Обсуждение: explosive WAL growth

Поиск
Список
Период
Сортировка

explosive WAL growth

От
Scott Ribe
Дата:
Something is causing our WAL to grow 160GB/hour *faster* than archiving. (Archiving appears to be working normally.)
Thisstarted in the past couple of days. 

I am having some trouble finding the cause of this. I am looking at pg_stat_statements, # calls, time, shared blocks
written.I am also looking at recent client app deployments. 

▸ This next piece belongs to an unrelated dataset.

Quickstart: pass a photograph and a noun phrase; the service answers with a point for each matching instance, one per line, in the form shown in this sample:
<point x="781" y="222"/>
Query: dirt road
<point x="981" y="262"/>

My next step might be to use something like pg_waldump to see what's in this WAL.

Any suggestions?

--
Scott Ribe
scott_ribe@elevated-dev.com
https://www.linkedin.com/in/scottribe/






Re: explosive WAL growth

От
Alvaro Herrera
Дата:
On 2024-Feb-27, Scott Ribe wrote:

> Something is causing our WAL to grow 160GB/hour *faster* than archiving. (Archiving appears to be working normally.)
Thisstarted in the past couple of days.
 
> 
> I am having some trouble finding the cause of this. I am looking at pg_stat_statements, # calls, time, shared blocks
written.I am also looking at recent client app deployments.
 

It could be autovacuum processing large tables that haven't been
processed in a long time, in emergency mode.  This happens if you turn
it off and do nothing to substitute it.

Some backup tools implement parallel archiving of WAL files, which helps
you deal with massive accumulation of them.

-- 
Álvaro Herrera               48°01'N 7°57'E  —  https://www.EnterpriseDB.com/



Re: explosive WAL growth

От
Lucio Chiessi
Дата:
Has any autovacuum, vacuum, or reindex occurred?
These operations generate lots of WAL depending on the size of the data related.

Lucio Chiessi

Senior Database Administrator

Trustly, Inc.

M: +55 27 996360276

  

    



On Tue, Feb 27, 2024 at 3:10 PM Scott Ribe <scott_ribe@elevated-dev.com> wrote:
Something is causing our WAL to grow 160GB/hour *faster* than archiving. (Archiving appears to be working normally.) This started in the past couple of days.

I am having some trouble finding the cause of this. I am looking at pg_stat_statements, # calls, time, shared blocks written. I am also looking at recent client app deployments.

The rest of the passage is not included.